Zev Jabotinsky

From Cleveland State University

A simple but impressive dark black marble tombstone covers the graves of Zev (Vladimir) Jabotinsky, and his wife, Yohana, reinterred to the soil of Mount Herzl Jerusalem, overlooking the Yad Vashem Complex, as if forcing those who come to reconsider Jabotinsky's warnings in the 1930's about the approaching catastrophe about to destroy the House of Israel in Europe.

Jabotinsky, whose 57th death anniversary will be commemorated on August 3rd this year, corresponding to the 29th of Tamuz on the Hebrew calendar, was reburied in Israel only in 1964. Israel's first Prime Minister, and bitter personal rival, David Ben-Gurion, refused to fulfill Jabotinsky's will which stipulated that only on the order of a future Jewish government in Israel could he be removed from his temporary resting-place in New York where he died in 1940 after attending a Betar youth camp weekend in Hunter, in upstate New York.

Born in 1880 in Odessa, Russia, Jabotinsky was a language prodigy, becoming a journalist for Russian papers in Italy and Switzerland at the age of 17. He graduated university in Rome and in 1908 completed his Master's Degree in Austria.

He became deeply involved in Zionism, especially following the 1903 anti- Jewish pogroms.
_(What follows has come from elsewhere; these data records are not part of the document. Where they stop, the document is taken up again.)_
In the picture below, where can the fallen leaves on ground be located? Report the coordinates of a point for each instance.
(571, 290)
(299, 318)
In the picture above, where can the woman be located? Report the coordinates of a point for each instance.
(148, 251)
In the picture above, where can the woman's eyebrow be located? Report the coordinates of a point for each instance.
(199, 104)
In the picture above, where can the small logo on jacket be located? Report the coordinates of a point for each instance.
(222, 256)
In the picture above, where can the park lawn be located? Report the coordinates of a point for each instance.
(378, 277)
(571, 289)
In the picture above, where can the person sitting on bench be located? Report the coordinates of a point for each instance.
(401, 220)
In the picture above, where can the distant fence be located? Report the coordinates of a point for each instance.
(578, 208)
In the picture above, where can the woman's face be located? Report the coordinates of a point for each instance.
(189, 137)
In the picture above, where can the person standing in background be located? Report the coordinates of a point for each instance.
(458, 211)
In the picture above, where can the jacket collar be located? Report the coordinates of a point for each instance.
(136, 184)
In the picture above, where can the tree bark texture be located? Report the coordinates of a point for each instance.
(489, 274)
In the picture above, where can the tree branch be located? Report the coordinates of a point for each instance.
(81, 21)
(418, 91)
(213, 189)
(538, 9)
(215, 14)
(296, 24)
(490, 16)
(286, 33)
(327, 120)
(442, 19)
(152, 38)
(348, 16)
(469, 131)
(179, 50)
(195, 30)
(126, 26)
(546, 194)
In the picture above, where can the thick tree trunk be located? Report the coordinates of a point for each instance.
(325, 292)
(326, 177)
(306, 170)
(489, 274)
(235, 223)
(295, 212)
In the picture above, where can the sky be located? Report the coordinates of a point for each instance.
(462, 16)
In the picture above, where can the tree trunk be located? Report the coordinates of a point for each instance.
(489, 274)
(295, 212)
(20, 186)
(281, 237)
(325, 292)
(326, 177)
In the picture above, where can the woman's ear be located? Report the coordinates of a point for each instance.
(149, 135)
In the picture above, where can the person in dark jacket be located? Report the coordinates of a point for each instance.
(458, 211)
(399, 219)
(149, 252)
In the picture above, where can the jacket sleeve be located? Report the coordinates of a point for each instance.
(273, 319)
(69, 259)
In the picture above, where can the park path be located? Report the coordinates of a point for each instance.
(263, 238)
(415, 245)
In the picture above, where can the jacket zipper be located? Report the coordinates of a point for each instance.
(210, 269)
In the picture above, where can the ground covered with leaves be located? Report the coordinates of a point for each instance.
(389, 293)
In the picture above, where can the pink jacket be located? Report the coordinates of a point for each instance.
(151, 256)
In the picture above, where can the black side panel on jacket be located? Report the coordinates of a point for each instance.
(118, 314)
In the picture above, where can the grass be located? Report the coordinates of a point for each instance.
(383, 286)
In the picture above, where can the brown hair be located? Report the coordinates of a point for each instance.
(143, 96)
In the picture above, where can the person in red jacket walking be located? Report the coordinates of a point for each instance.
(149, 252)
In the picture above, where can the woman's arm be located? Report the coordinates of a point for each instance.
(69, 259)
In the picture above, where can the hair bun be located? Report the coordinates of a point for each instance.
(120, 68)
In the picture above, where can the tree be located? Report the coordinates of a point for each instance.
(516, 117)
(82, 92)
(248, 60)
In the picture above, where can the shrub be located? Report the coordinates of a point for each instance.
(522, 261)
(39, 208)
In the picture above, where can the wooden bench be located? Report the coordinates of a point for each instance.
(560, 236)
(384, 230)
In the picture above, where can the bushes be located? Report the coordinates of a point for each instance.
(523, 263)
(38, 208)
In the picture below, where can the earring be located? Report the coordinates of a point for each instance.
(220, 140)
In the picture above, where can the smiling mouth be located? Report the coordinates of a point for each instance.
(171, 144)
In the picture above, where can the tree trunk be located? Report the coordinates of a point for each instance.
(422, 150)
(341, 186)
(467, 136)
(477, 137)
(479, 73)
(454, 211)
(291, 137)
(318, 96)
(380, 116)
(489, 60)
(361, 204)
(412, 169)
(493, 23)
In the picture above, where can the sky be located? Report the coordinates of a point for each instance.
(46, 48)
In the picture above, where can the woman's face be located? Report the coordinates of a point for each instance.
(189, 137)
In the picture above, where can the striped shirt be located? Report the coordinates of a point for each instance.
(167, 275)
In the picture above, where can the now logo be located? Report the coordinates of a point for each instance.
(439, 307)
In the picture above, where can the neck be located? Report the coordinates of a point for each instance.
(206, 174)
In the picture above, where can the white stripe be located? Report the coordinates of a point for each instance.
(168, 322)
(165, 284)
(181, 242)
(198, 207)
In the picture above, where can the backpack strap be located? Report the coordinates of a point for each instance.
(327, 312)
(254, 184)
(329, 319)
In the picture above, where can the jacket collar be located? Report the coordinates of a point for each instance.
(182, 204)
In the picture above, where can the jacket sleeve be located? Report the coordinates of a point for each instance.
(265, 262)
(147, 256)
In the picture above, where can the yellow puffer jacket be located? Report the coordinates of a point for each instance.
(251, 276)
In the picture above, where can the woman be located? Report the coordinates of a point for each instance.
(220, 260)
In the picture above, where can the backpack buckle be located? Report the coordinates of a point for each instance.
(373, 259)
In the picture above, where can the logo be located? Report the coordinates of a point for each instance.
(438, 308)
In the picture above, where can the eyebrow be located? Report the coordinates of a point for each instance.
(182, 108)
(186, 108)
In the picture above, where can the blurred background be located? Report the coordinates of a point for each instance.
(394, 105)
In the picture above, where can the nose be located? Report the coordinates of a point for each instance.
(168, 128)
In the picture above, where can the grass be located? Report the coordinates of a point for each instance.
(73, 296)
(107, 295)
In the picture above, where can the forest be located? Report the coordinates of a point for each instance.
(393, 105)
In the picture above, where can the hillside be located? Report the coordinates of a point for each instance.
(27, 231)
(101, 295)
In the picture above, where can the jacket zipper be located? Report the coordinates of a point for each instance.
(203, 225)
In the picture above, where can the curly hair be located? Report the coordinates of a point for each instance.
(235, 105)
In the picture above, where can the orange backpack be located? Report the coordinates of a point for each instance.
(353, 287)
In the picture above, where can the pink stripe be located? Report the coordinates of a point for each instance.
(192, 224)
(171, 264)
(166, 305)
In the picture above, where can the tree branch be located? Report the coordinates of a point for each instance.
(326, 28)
He was active in self-defense groups, translated Bialik's poetry, wrote poetry and prose himself and became the most famous of Russia's Zionist orators.

He founded the British-sponsored Jewish Legion to fight in then-Palestine in the First World War, organized Jewish defense in Jerusalem against Arab rioters in 1920 for which he was sentenced to a jail term, later quashed, and became a member of the World Zionist Executive.
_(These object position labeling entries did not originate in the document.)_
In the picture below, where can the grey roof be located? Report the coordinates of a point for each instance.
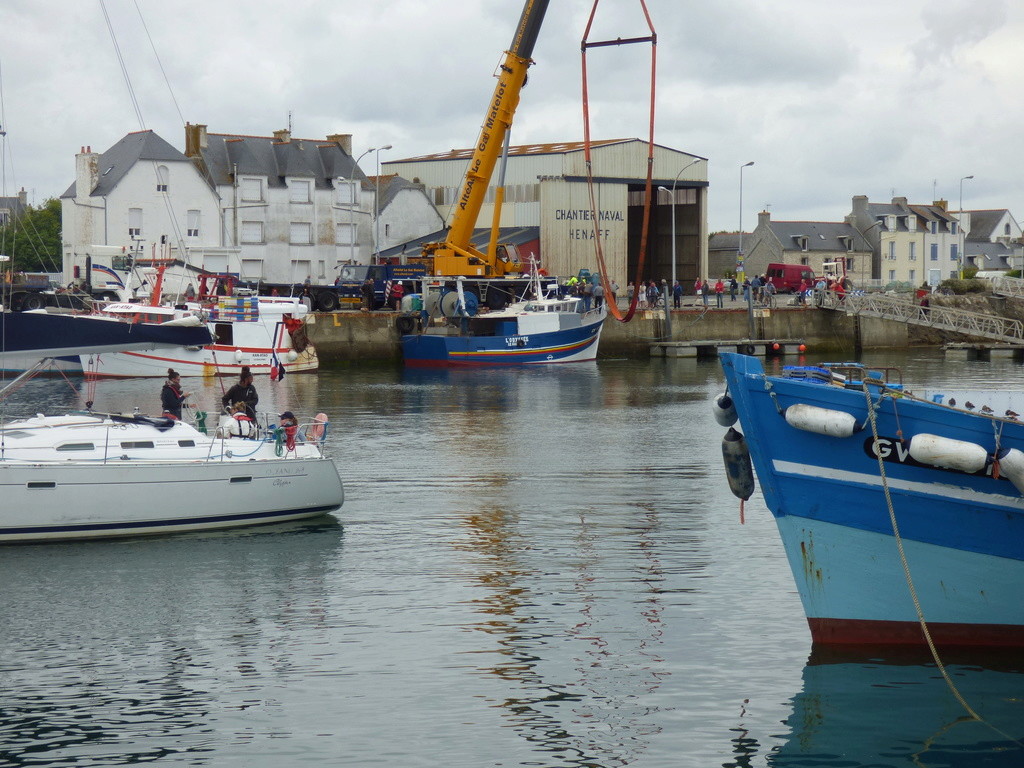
(903, 211)
(514, 235)
(821, 236)
(117, 161)
(983, 223)
(320, 160)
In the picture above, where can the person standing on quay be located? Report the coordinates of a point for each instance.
(171, 396)
(244, 391)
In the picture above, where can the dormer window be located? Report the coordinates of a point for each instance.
(300, 190)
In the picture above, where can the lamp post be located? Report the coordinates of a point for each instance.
(960, 254)
(351, 207)
(672, 286)
(740, 270)
(377, 203)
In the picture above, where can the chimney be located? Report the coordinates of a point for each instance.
(86, 172)
(196, 140)
(344, 140)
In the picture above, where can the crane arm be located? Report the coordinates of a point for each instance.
(501, 109)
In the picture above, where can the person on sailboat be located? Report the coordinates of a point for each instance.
(171, 396)
(244, 391)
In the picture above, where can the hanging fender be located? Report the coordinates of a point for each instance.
(821, 420)
(948, 454)
(1012, 467)
(737, 464)
(724, 410)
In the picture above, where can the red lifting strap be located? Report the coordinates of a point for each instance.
(605, 283)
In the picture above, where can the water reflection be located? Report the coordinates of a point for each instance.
(895, 710)
(108, 660)
(580, 656)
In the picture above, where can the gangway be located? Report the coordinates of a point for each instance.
(945, 318)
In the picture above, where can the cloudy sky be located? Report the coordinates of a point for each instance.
(829, 100)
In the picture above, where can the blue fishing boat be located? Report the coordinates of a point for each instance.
(899, 514)
(530, 332)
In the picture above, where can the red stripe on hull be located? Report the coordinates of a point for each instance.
(858, 632)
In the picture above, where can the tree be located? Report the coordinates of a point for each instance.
(32, 240)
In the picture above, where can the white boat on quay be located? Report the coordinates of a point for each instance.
(86, 475)
(254, 332)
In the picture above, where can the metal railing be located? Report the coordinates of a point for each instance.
(990, 327)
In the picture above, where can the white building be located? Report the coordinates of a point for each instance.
(138, 194)
(269, 208)
(546, 185)
(912, 244)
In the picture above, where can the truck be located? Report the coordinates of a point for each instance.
(456, 255)
(351, 278)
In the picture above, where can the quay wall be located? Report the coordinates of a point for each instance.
(349, 337)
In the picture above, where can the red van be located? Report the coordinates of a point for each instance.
(786, 278)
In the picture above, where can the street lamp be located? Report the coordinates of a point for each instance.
(377, 202)
(740, 270)
(960, 255)
(351, 207)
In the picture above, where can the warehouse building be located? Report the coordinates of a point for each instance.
(546, 186)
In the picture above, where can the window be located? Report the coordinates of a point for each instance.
(252, 231)
(299, 190)
(344, 235)
(346, 193)
(134, 222)
(300, 233)
(252, 189)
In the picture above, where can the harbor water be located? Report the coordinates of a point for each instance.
(534, 567)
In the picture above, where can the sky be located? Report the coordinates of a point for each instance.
(827, 99)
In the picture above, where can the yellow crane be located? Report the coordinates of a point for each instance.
(457, 256)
Disillusioned with Chaim Weizmann's policies, he resigned in 1923, established the Revisionist Zionists in 1925 and sponsored a more assertive and non-socialist approach to the rebuilding of the Jewish homeland.

Organizations that were prominent in his efforts to more speedily obtain Jewish liberation included the Betar youth, the Irgun underground, the New Zionist Organization and the Brit HeChayil former soldiers association plus many more.
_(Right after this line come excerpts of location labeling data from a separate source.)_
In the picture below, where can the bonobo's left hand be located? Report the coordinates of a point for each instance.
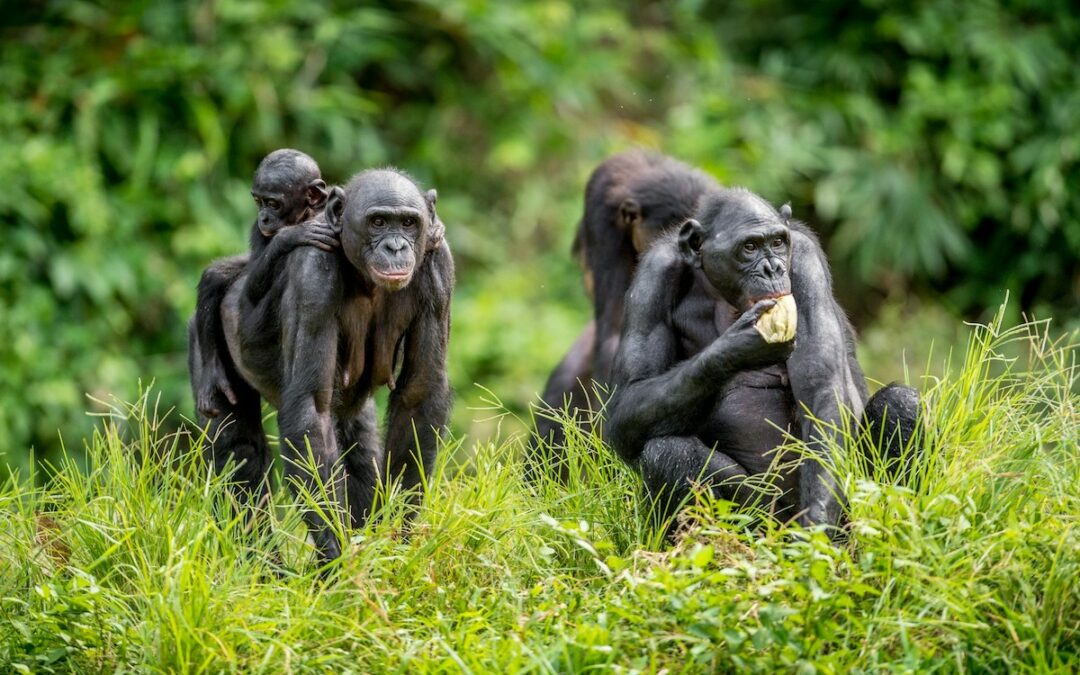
(316, 234)
(742, 346)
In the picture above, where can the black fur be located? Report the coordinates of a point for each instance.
(701, 397)
(288, 190)
(332, 328)
(631, 199)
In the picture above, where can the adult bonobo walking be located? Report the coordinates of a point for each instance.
(631, 199)
(714, 365)
(334, 327)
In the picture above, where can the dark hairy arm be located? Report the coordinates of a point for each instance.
(824, 379)
(656, 395)
(309, 342)
(419, 405)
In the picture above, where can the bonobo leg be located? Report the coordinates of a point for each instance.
(235, 433)
(892, 429)
(672, 466)
(363, 459)
(567, 388)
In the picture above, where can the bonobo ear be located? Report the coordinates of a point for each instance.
(335, 207)
(690, 237)
(437, 229)
(316, 193)
(630, 213)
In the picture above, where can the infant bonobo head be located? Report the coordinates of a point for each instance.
(288, 189)
(386, 225)
(742, 244)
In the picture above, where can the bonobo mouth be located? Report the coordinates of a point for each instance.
(392, 278)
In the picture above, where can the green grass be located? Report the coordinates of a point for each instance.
(138, 561)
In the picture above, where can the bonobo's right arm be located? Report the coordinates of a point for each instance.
(655, 396)
(265, 266)
(308, 358)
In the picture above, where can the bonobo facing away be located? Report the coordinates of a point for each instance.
(631, 199)
(332, 327)
(701, 396)
(291, 194)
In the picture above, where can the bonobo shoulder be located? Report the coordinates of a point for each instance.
(662, 258)
(656, 280)
(315, 273)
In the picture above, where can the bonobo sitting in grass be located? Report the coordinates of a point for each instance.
(731, 335)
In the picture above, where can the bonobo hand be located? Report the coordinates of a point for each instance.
(318, 234)
(742, 347)
(214, 383)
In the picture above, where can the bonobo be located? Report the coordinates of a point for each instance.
(332, 327)
(288, 191)
(631, 200)
(706, 383)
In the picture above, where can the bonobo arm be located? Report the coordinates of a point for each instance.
(610, 258)
(265, 265)
(309, 339)
(655, 396)
(419, 405)
(822, 376)
(210, 338)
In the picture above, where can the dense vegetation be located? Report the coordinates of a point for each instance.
(975, 568)
(934, 144)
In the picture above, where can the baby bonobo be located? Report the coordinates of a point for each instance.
(291, 197)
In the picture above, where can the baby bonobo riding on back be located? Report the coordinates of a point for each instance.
(291, 197)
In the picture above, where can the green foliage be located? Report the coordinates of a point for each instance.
(934, 144)
(975, 568)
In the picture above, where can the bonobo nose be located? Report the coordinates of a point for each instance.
(773, 268)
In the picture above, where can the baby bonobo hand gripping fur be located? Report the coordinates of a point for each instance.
(291, 194)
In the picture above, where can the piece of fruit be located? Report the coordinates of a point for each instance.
(778, 324)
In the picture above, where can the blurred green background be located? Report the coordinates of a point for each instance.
(934, 145)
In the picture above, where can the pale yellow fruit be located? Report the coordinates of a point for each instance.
(778, 324)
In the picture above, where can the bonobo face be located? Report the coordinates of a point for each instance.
(385, 223)
(742, 245)
(287, 189)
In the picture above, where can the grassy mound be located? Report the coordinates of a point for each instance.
(140, 559)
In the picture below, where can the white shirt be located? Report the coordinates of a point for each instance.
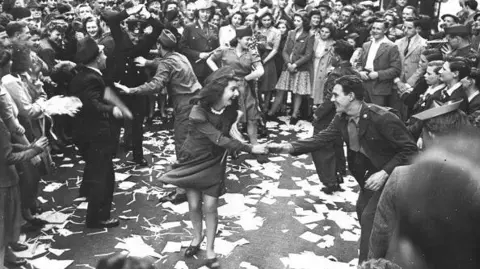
(433, 90)
(453, 88)
(373, 52)
(470, 98)
(226, 34)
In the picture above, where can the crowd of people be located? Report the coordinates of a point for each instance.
(387, 79)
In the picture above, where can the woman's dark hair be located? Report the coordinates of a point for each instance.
(97, 22)
(5, 58)
(343, 49)
(305, 21)
(266, 14)
(242, 16)
(352, 83)
(21, 59)
(331, 28)
(462, 67)
(212, 11)
(215, 84)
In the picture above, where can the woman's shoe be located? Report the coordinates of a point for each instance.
(293, 121)
(192, 250)
(213, 263)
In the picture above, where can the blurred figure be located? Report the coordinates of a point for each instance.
(121, 261)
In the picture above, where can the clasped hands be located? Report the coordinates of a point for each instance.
(269, 147)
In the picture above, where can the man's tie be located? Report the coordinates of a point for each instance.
(354, 142)
(405, 52)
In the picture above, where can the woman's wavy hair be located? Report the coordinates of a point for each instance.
(215, 84)
(97, 21)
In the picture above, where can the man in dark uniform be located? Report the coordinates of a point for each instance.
(92, 132)
(330, 161)
(200, 39)
(174, 72)
(377, 139)
(458, 37)
(128, 46)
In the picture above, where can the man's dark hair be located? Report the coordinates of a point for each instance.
(385, 23)
(446, 124)
(15, 27)
(352, 83)
(343, 49)
(472, 4)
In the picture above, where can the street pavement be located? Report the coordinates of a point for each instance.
(273, 215)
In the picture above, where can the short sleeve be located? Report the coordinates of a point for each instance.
(198, 114)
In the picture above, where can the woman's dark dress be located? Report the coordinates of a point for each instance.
(202, 161)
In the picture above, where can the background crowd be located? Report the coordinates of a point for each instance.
(288, 53)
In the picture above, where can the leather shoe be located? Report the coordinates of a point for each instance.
(331, 189)
(109, 223)
(141, 162)
(17, 247)
(16, 262)
(174, 197)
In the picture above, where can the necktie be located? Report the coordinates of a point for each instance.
(354, 142)
(405, 52)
He encouraged illegal immigration, expressions of pride such as the demonstration at the Western Wall in 1929 and was deeply effected when the first gallows' martyr in modern times, Shlomo Ben-Yosef, was hanged by the British in 1938 for attacking Arab transport during the Arab riots of 1936-39.

He died in the US while attempting to revive the Jewish fighting units to participate alongside the Allies in World War Two.